Not only aren’t they doing anything against piracy, they can’t, because they’re handicapped by international law. Thing is, those same laws make their official raison d’etre moot, as well. They can’t legally take action against pirates, and for the most part they can’t legally take action against smugglers, or anyone else, either.
All they can do is wait, and watch. Or, rather, all they’re allowed to do is wait, and watch. What they’re really waiting and watching for, I have no idea. Numerous other countries have no problem in taking an active counter-piracy role, or more proactively pursuing maritime-security objectives; the fact that the most powerful modern navy is achieving nothing is not going unnoticed.
Supposedly, there’s now an agreement in place with the government of Kenya, to prosecute captured pirates there, and that’s all fine and dandy, but it just confuses the issue more. The naval forces who have, and want, nothing to do with piracy have not hitherto claimed to be hamstrung by a theoretical difficulty in prosecuting alleged pirates; the issue has something to do, so they say, with international maritime law about confronting the pirates in the first place. Why it seems to apply to some countries’ navies and not others – or why some countries are unafraid to flaunt the “law” and others aren’t – remains a mystery.
I know the European Union is involved, but why is everyone, America included, operating under these sort of horribly emasculated British Police rules? (“Excuse me, sir? I must rather insist that you stop at your earliest convenience, please, or I’m afraid I’ll reluctantly be forced, yes, forced, to shout ‘stop’ again, which I daresay will be somewhat awkward and embarrassing for both of us, eh what?”)
Western navies in the region for years have done absolutely nothing to counter piracy, or – honestly – to achieve any really meaningful “maritime security”, their ostensible mandate. It is not, cannot be, a logistical issue – other countries are doing far more than we, with far less. Is it an intelligence failure? That’s not entirely implausible, but neither are a number of other scenarios.
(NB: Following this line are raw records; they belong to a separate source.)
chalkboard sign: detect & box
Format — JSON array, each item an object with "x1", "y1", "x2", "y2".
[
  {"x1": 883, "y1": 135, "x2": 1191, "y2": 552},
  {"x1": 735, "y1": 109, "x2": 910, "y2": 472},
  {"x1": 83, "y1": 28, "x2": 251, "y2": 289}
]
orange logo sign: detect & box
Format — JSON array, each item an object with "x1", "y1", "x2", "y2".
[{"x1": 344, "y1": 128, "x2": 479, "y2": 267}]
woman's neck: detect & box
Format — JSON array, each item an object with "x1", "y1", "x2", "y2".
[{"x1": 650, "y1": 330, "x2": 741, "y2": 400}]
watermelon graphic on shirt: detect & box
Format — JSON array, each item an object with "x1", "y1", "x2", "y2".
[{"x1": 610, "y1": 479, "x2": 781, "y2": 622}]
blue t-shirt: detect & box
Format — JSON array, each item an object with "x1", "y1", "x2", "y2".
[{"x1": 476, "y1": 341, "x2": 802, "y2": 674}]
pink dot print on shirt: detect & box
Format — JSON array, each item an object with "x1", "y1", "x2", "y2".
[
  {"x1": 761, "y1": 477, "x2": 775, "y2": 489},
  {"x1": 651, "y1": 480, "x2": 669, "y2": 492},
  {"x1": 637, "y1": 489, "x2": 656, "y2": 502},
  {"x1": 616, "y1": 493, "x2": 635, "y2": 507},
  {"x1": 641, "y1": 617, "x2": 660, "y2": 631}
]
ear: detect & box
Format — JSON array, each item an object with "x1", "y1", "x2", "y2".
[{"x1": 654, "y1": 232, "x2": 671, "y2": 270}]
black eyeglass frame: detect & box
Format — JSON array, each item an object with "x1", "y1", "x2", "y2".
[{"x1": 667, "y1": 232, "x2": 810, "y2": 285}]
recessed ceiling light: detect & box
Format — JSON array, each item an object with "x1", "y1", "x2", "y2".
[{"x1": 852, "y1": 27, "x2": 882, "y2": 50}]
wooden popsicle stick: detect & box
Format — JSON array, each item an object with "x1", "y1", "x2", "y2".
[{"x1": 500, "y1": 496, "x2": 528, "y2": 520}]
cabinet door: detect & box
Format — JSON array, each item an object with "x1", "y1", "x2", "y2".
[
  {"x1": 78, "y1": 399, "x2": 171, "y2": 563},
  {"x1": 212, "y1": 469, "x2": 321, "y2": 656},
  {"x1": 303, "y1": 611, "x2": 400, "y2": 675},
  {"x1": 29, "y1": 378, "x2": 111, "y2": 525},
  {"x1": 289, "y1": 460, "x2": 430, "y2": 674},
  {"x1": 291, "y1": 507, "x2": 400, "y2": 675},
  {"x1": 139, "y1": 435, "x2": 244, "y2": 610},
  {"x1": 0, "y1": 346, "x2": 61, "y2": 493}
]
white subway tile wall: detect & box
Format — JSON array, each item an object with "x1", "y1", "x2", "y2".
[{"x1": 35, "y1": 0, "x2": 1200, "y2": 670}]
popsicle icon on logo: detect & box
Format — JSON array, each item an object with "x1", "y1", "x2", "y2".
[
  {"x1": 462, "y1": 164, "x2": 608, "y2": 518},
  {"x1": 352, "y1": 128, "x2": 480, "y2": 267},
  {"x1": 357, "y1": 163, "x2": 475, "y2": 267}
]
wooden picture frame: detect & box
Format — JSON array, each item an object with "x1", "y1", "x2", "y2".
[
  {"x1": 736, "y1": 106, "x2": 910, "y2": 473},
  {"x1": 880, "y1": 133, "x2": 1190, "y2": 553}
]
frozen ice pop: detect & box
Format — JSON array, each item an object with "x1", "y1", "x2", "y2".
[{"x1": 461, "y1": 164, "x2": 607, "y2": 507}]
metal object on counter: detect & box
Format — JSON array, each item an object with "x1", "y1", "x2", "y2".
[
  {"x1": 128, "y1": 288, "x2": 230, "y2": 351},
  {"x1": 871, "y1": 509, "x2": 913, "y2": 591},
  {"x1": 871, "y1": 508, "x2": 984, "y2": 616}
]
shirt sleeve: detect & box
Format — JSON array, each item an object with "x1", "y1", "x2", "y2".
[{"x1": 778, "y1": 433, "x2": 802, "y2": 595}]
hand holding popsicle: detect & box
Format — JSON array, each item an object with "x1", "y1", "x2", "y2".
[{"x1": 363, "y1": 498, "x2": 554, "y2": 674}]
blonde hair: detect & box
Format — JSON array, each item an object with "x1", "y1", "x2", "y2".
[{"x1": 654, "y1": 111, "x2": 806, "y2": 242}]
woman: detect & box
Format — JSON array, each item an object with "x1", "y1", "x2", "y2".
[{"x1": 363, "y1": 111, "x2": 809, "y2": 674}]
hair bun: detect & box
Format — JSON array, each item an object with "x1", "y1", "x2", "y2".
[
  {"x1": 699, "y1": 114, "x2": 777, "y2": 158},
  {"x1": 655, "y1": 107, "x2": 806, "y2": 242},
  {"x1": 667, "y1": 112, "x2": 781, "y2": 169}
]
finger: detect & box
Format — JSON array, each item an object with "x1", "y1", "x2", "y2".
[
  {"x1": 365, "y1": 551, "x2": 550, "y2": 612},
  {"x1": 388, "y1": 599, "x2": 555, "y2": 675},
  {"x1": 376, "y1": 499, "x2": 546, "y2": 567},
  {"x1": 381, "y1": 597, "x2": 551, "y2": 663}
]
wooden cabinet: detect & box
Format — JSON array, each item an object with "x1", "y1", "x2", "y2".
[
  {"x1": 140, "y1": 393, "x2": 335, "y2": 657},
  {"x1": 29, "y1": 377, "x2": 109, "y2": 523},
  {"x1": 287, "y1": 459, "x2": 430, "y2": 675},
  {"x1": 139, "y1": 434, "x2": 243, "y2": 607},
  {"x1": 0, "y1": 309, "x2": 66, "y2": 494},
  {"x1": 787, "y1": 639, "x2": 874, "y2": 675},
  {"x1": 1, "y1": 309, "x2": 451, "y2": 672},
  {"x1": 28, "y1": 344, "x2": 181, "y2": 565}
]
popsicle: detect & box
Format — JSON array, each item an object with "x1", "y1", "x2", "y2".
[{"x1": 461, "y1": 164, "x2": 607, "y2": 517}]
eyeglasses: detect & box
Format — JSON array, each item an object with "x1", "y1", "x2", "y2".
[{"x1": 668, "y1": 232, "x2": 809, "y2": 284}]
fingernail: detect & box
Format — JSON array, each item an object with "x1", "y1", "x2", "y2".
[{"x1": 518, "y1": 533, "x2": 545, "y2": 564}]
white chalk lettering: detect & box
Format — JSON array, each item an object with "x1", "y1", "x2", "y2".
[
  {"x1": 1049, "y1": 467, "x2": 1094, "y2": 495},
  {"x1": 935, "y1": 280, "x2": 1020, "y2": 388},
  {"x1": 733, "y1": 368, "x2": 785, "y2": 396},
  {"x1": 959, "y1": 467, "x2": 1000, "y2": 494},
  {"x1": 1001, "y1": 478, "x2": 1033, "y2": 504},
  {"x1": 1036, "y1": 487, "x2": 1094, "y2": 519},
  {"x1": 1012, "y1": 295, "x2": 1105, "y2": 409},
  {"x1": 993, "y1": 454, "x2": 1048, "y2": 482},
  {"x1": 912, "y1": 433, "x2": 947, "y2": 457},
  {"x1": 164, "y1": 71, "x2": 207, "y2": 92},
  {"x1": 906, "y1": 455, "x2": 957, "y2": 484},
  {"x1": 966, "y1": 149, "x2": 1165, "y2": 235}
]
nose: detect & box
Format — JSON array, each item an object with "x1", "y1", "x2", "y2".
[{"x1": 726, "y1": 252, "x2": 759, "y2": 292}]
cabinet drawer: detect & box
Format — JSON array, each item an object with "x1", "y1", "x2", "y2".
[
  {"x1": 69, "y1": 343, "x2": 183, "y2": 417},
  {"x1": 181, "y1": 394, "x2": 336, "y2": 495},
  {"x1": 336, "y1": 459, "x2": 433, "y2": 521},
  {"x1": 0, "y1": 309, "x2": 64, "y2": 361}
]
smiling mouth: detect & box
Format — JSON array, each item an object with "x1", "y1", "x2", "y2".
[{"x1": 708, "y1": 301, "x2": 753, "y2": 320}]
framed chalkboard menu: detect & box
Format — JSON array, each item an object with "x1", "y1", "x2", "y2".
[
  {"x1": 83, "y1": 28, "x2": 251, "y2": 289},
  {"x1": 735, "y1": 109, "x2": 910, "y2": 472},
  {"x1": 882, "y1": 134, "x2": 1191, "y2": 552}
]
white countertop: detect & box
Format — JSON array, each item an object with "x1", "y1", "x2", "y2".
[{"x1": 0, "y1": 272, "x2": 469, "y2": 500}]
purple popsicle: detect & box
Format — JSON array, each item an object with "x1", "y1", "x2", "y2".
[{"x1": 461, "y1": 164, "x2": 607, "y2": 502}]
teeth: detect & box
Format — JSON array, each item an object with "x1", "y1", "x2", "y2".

The pirates are growing in number, and becoming more bold, more effective. They are doing this, fairly literally, while a ridiculously large international military presence watches over them. The pirates’ seizure of the Ukrainian MV Faina last year, loaded with tanks and weapons, should have been a wake-up call. So too should the capture of the Saudi supertanker full of oil. What is it going to take before the world starts making a serious effort to demand answers, action, and accountability?
I don’t want to sound crass, but is it going to take the pirates’ capture of a pretty young blonde on board a super-yacht to make the world take these things seriously? If so, does anyone know a cute, terminally-ill blonde wanting to make a difference with her remaining weeks or months? And any ideas where Bernie Madoff keeps his yacht?